Washington Update

Washington Update: OSHA hopes hearing will help create better silica rule

For nearly three weeks, OSHA listened to stakeholders’ concerns and input during a series of hearings on the agency’s proposed crystalline silica rule. The end result, the agency hopes, is a final rule that better protects workers from the potentially deadly dust.

During the public hearings, which took place from March 18 to April 4, attendees had the opportunity to provide OSHA with information that could help with its rulemaking process, as well as exchange questions and answers.

Celeste Monforton, a professorial lecturer at the George Washington University School of Public Health and Health Services, notes that although nearly three weeks of hearings is unusual, it’s not unprecedented: hearings on other rulemakings, such as the proposed Ergonomics Standard, went on longer.

Monforton participated for several days in the silica hearings and described the stakeholders in attendance as being well-prepared and having closely reviewed the proposed rule. She also said OSHA staff members were attentive, asked good questions and sought additional information. On more than one occasion, stakeholders referenced data they had collected and OSHA requested that it be submitted to the record.

“Now they have a much richer collection of information that’s going to enable them to prepare a better final rule,” Monforton said of OSHA.

However, not everyone was satisfied. Marc Freedman, executive director of the Labor Law Policy for the U.S. Chamber of Commerce, said OSHA and the administrative law judge who oversaw the hearings limited the chamber’s ability to question OSHA and proposal supporters.

Conversely, he said, OSHA had “unlimited time” to question witnesses representing the Chamber of Commerce – questions Freedman found to be redundant and argumentative.

“The chamber lodged several objections throughout the proceedings and will be filing extensive post-hearing comments detailing how we believe the hearings were not properly balanced,” Freedman said.

Monforton believes that, in general, the agency followed its own set of ground rules. Hearings are a place for the public to share information with OSHA – not for individuals to “interrogate” the agency on its rulemaking, she said.

OSHA’s final rule likely will not satisfy everyone.

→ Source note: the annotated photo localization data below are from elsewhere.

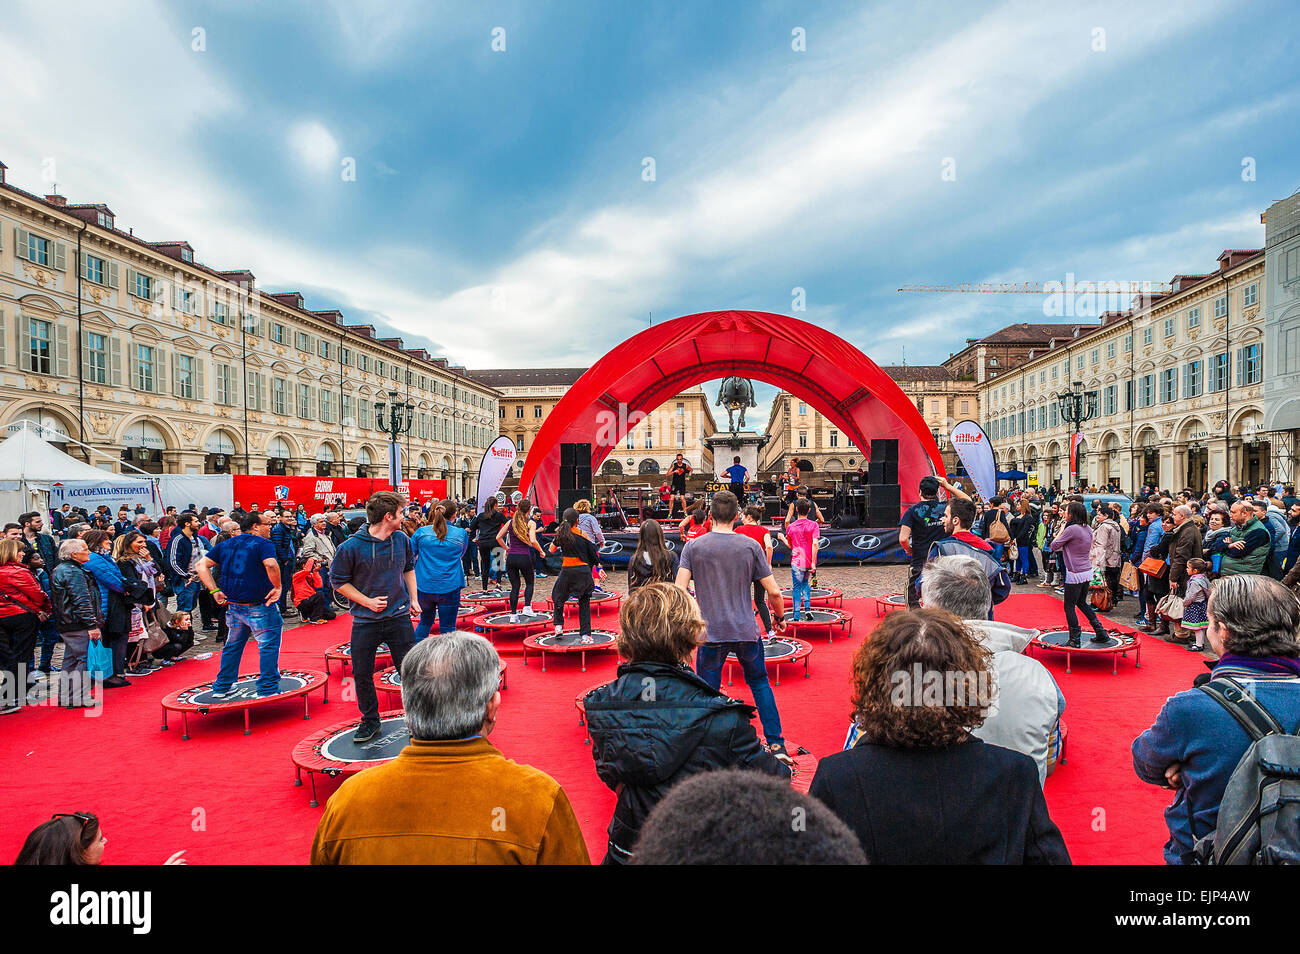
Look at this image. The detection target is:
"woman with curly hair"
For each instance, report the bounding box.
[809,608,1070,864]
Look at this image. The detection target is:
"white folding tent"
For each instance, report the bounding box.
[0,426,156,519]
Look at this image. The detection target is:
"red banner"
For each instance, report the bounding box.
[232,476,447,512]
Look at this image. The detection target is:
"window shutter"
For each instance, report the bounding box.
[229,366,240,406]
[0,310,6,367]
[152,277,165,302]
[128,345,139,390]
[360,398,370,429]
[14,226,28,262]
[126,269,138,295]
[171,352,180,396]
[108,337,122,386]
[53,242,67,271]
[18,316,32,372]
[108,261,120,289]
[171,284,181,310]
[1236,348,1243,386]
[155,347,168,394]
[258,374,268,412]
[194,358,206,400]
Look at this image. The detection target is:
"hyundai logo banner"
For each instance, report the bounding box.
[538,527,904,566]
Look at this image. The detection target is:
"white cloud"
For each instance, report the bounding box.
[288,121,341,173]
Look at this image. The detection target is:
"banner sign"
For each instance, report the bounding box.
[541,526,905,568]
[50,480,156,516]
[1070,432,1084,478]
[949,420,997,501]
[232,476,447,513]
[477,437,517,514]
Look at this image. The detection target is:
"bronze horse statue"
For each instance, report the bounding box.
[716,376,756,433]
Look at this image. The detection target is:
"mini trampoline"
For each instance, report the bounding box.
[874,593,907,616]
[1027,629,1142,674]
[781,587,843,609]
[723,636,813,686]
[460,590,511,611]
[456,606,484,630]
[324,642,390,677]
[522,629,618,672]
[160,669,329,740]
[785,608,854,643]
[376,662,508,696]
[545,590,622,618]
[475,609,555,643]
[291,711,409,806]
[574,681,615,744]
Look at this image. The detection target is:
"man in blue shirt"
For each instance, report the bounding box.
[196,511,284,699]
[723,456,749,501]
[331,492,422,743]
[270,510,299,616]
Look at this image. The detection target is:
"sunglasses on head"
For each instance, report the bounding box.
[51,811,94,829]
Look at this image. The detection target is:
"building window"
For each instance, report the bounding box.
[798,403,807,415]
[1090,348,1099,364]
[1124,379,1135,411]
[340,347,352,366]
[85,332,107,384]
[989,371,998,379]
[1050,365,1057,380]
[270,323,286,344]
[534,405,542,418]
[1106,341,1115,360]
[83,254,105,286]
[319,388,333,422]
[1103,385,1116,416]
[644,429,653,449]
[136,345,155,392]
[515,405,524,418]
[798,431,807,448]
[27,317,52,374]
[272,379,287,415]
[297,383,311,418]
[1215,295,1227,319]
[27,233,51,267]
[1209,353,1229,392]
[176,354,194,399]
[830,430,839,447]
[1159,368,1178,403]
[215,364,234,405]
[211,302,229,326]
[357,354,369,372]
[1049,404,1058,427]
[515,435,525,453]
[676,431,685,449]
[1143,327,1153,347]
[989,358,999,367]
[1039,406,1047,430]
[1188,307,1200,330]
[1163,317,1175,338]
[626,431,634,450]
[180,247,193,263]
[1139,374,1154,408]
[1244,283,1258,308]
[1240,343,1263,385]
[1076,355,1084,371]
[676,402,685,417]
[498,405,505,419]
[960,400,970,414]
[318,340,331,360]
[1124,335,1133,353]
[1184,360,1202,397]
[295,332,310,352]
[97,211,113,229]
[132,271,152,300]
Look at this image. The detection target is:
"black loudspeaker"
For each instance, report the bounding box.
[867,507,897,527]
[559,465,577,490]
[868,461,885,484]
[575,466,592,489]
[831,513,860,529]
[560,444,576,467]
[560,442,590,468]
[870,439,899,462]
[882,460,898,484]
[558,489,588,514]
[871,483,901,510]
[764,498,782,522]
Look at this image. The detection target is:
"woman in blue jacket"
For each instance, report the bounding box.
[410,499,468,639]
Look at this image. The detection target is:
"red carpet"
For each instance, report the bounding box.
[0,594,1205,864]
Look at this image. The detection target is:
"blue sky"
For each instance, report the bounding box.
[3,0,1298,430]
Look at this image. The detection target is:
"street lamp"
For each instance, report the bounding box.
[375,389,415,486]
[1056,380,1097,490]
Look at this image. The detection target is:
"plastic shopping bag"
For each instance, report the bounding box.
[87,639,113,680]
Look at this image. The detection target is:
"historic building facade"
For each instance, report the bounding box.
[759,366,978,480]
[0,164,498,496]
[1262,188,1300,477]
[468,368,717,483]
[979,249,1268,492]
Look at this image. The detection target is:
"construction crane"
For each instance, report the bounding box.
[897,280,1173,294]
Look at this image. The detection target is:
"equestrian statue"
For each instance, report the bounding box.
[716,376,757,434]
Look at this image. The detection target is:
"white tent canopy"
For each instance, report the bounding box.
[0,426,155,519]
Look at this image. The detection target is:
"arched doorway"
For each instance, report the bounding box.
[6,412,73,456]
[600,459,624,476]
[518,310,942,515]
[267,436,292,476]
[121,420,168,474]
[203,429,239,474]
[1137,429,1160,489]
[316,442,337,477]
[356,447,373,479]
[638,459,660,476]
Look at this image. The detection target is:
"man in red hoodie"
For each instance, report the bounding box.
[924,497,1011,612]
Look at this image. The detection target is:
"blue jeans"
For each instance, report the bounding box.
[173,579,200,613]
[790,567,813,619]
[415,590,460,639]
[1015,545,1031,576]
[696,641,783,748]
[990,543,1005,564]
[213,602,284,696]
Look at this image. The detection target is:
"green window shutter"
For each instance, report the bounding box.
[81,331,92,380]
[108,261,120,289]
[128,345,139,390]
[0,310,6,367]
[126,268,137,295]
[155,347,168,394]
[53,242,67,271]
[18,316,31,372]
[14,226,28,262]
[1236,348,1243,386]
[230,366,240,406]
[108,337,122,386]
[194,358,206,400]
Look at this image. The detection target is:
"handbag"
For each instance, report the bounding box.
[1089,585,1113,611]
[141,609,170,653]
[1119,561,1140,591]
[988,515,1010,544]
[1007,543,1018,561]
[1138,556,1167,578]
[1157,593,1185,620]
[87,639,113,680]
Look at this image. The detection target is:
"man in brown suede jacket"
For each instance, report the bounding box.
[311,632,590,865]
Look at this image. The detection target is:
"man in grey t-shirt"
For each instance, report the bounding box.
[677,491,790,761]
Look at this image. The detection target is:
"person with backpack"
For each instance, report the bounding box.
[1132,574,1300,864]
[980,496,1012,567]
[899,475,969,608]
[925,497,1010,616]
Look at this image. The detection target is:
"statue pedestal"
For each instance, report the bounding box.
[704,430,768,482]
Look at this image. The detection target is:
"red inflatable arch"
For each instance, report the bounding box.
[519,311,944,516]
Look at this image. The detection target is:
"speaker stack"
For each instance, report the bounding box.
[866,439,901,527]
[557,443,592,514]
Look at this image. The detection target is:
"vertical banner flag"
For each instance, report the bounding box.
[1070,432,1084,480]
[387,442,403,487]
[477,436,517,514]
[950,420,996,501]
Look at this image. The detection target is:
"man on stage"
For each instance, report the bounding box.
[668,453,693,518]
[330,492,421,743]
[723,455,749,502]
[197,512,284,699]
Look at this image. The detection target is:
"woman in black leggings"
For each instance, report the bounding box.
[548,508,600,636]
[496,507,546,615]
[469,498,507,591]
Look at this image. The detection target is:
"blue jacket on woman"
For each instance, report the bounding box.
[410,524,468,594]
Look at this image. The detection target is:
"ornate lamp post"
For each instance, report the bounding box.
[1056,380,1097,490]
[375,389,415,487]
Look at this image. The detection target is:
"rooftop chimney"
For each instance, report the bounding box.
[45,193,66,207]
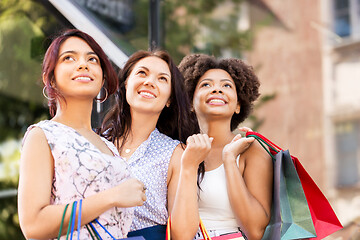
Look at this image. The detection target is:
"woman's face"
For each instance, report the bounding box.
[53,36,103,101]
[125,56,172,115]
[193,68,240,119]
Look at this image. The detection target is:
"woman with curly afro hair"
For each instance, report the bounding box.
[176,54,273,240]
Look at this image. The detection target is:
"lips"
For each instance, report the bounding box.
[138,90,156,99]
[72,75,93,82]
[207,96,227,105]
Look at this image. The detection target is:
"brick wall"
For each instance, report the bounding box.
[247,0,325,188]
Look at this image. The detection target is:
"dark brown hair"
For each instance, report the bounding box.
[178,53,260,187]
[99,50,196,149]
[42,29,118,116]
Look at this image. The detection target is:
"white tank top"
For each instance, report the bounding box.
[198,158,240,233]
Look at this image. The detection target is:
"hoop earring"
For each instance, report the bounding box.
[95,87,108,103]
[42,86,55,100]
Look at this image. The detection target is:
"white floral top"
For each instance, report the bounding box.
[24,120,133,239]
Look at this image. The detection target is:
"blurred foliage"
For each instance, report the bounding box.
[0,0,57,239]
[115,0,251,63]
[163,0,251,62]
[0,94,49,143]
[0,183,22,240]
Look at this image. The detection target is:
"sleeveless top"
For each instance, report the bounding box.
[198,159,241,233]
[126,128,180,231]
[24,120,133,239]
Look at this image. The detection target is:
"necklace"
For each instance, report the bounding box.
[124,148,131,154]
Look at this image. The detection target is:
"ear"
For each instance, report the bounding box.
[166,100,171,108]
[124,79,128,89]
[43,72,56,88]
[42,72,46,85]
[235,103,240,114]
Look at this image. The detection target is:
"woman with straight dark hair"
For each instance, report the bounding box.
[18,29,145,239]
[99,50,202,239]
[178,54,273,240]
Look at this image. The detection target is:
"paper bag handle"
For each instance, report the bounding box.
[166,217,211,240]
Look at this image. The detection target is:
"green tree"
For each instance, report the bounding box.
[163,0,251,62]
[117,0,251,63]
[0,1,60,239]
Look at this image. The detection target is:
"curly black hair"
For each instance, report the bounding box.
[179,54,261,188]
[178,54,260,131]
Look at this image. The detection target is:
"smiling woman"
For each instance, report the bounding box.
[125,56,172,116]
[177,54,273,240]
[17,29,146,240]
[52,37,104,101]
[98,50,197,239]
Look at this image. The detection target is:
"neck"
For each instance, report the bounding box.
[124,110,160,146]
[197,116,235,147]
[52,99,93,130]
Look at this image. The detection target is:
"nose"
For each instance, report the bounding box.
[211,88,223,94]
[143,76,155,88]
[77,58,89,70]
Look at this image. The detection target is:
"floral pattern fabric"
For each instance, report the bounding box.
[25,120,133,239]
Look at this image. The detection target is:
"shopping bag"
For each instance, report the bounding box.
[206,233,244,240]
[166,217,244,240]
[262,149,316,240]
[292,157,343,240]
[246,131,343,240]
[57,200,81,240]
[58,200,144,240]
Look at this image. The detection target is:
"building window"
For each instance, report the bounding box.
[334,0,351,37]
[333,0,360,39]
[335,121,360,187]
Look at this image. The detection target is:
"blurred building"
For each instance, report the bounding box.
[245,0,360,238]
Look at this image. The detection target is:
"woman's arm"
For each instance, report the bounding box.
[223,137,273,240]
[167,134,212,240]
[18,127,145,239]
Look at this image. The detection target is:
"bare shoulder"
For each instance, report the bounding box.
[243,139,272,168]
[22,126,47,147]
[169,144,185,170]
[21,126,52,163]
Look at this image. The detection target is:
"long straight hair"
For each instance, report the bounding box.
[99,50,198,150]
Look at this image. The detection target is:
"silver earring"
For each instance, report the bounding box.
[42,86,55,100]
[95,87,108,103]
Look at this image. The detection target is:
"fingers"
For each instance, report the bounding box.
[183,134,213,166]
[136,180,147,206]
[186,134,213,149]
[141,191,147,205]
[238,126,253,133]
[247,136,255,143]
[231,134,242,143]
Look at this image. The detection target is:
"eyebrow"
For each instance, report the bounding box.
[58,50,97,58]
[138,66,171,77]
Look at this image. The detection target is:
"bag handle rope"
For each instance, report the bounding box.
[246,131,283,161]
[166,217,211,240]
[58,199,116,240]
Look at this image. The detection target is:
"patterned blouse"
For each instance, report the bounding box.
[24,120,133,239]
[126,128,180,231]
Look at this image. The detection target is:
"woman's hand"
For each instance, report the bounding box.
[181,134,213,170]
[238,126,253,133]
[111,178,146,208]
[222,131,255,163]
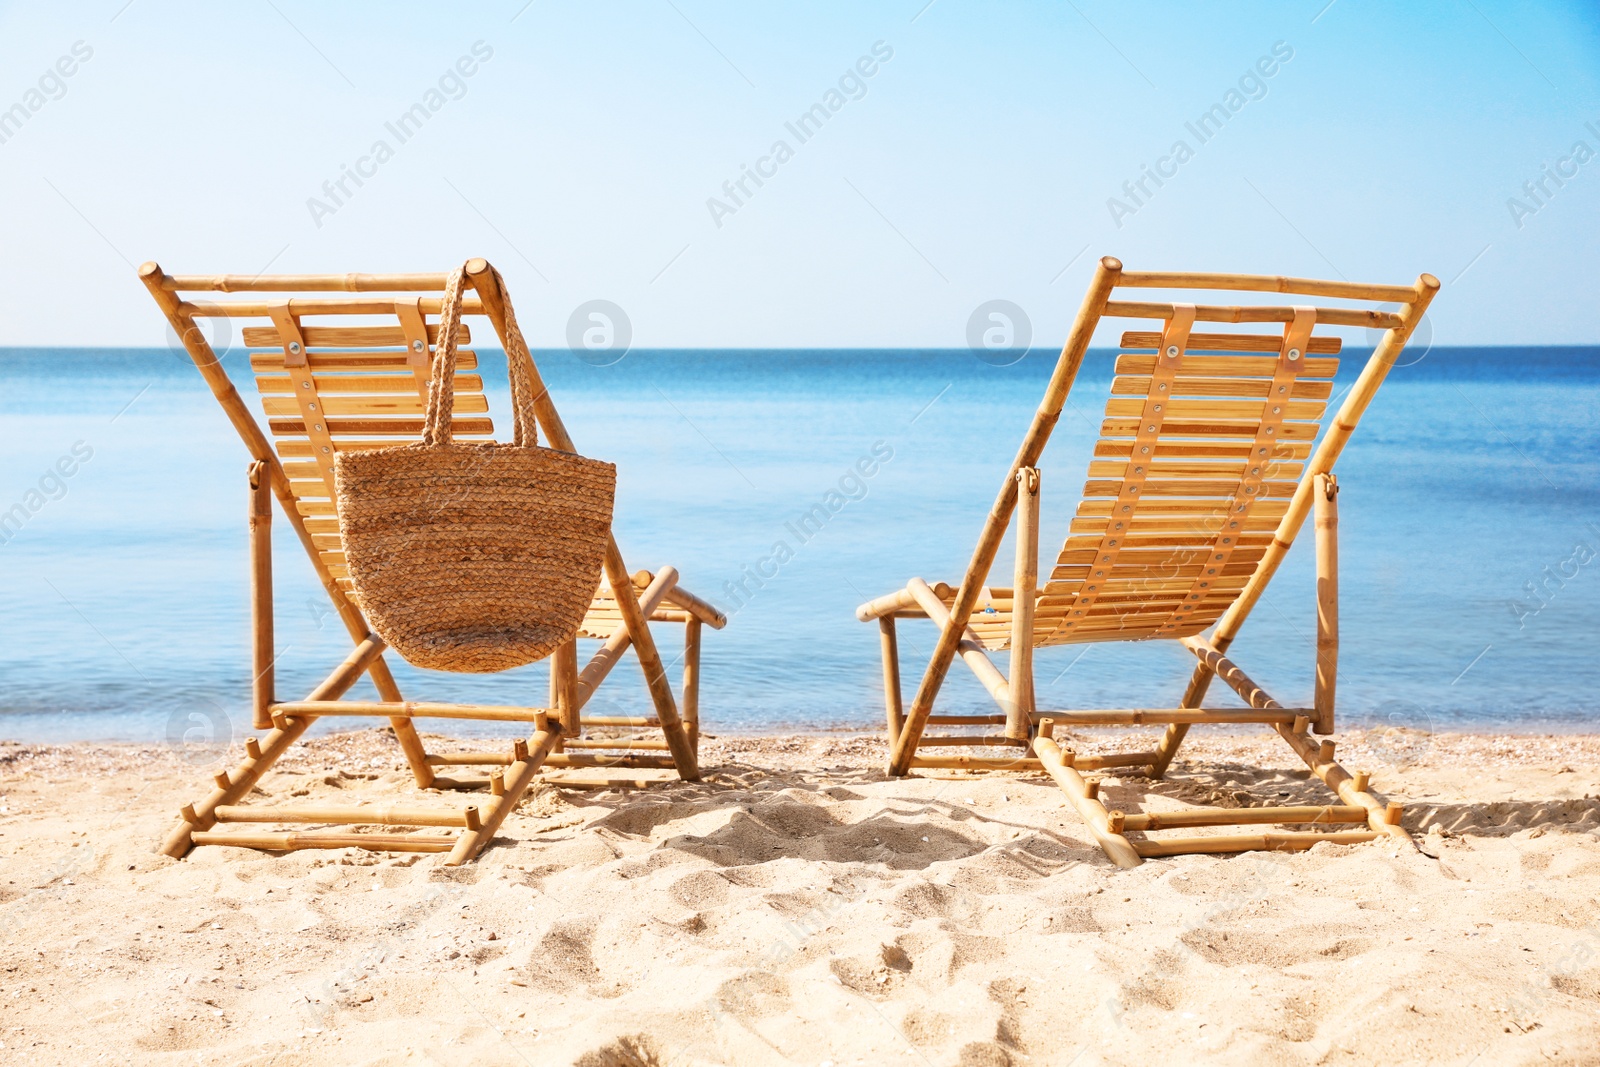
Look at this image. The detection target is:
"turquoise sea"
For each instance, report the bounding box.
[0,346,1596,748]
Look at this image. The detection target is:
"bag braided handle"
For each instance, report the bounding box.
[421,261,541,448]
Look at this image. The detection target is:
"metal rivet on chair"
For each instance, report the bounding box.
[1288,347,1301,360]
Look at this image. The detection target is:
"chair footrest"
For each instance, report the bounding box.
[1120,804,1369,832]
[545,753,678,770]
[916,735,1029,748]
[426,752,515,767]
[213,804,476,828]
[908,749,1157,772]
[1036,708,1305,726]
[273,700,555,723]
[1132,830,1379,857]
[190,831,455,853]
[561,738,671,751]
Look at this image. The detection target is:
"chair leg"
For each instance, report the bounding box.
[879,617,904,748]
[604,544,698,781]
[550,638,579,751]
[1149,723,1188,781]
[1006,467,1040,741]
[1149,652,1217,779]
[375,658,436,789]
[1314,473,1339,735]
[682,618,702,753]
[248,463,275,732]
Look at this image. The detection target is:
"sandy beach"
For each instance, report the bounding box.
[2,729,1597,1065]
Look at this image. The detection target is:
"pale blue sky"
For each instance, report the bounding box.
[1,0,1596,346]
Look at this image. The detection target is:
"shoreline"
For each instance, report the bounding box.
[5,717,1600,748]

But Monforton suggested the hearing process affords OSHA a better opportunity to appease more people, as the agency obtains information and recommendations from industry representatives that it otherwise would not have access to.

What’s next?

The proposed silica rule, published Sept. 12, 2013, would cut the current permissible exposure limit in half to a level recommended by NIOSH 40 years ago. In addition to the recent hearings, stakeholders had five months to submit official comments after the proposal’s publication.

At press time, the official rulemaking docket showed more than 3,500 submitted comments and supplemental materials.

Now that the hearings have concluded, OSHA said it will review and analyze all written comments, exhibits and testimony.

The next step is for the agency to prepare a record summary and analysis. Then, it can move forward on the final rule’s development. This includes updating the agency’s analyses, drafting the regulatory text, obtaining clearances from the Office of Management and Budget, and preparing the rule for publication and rollout.

According to OSHA estimates, the final rule may not be issued for another two years. Monforton said potential roadblocks include Congress obstructing OSHA and the Obama administration delaying the rulemaking. (Before being published, the proposed silica rule spent more than two years under White House review.)

“It’s absolutely doable” for the final rule to come out in two years, Monforton said. “But,” she added, “the uncertainty comes in with politics.”

The opinions expressed in “Washington Update” do not necessarily reflect those of the National Safety Council or affiliated local Chapters.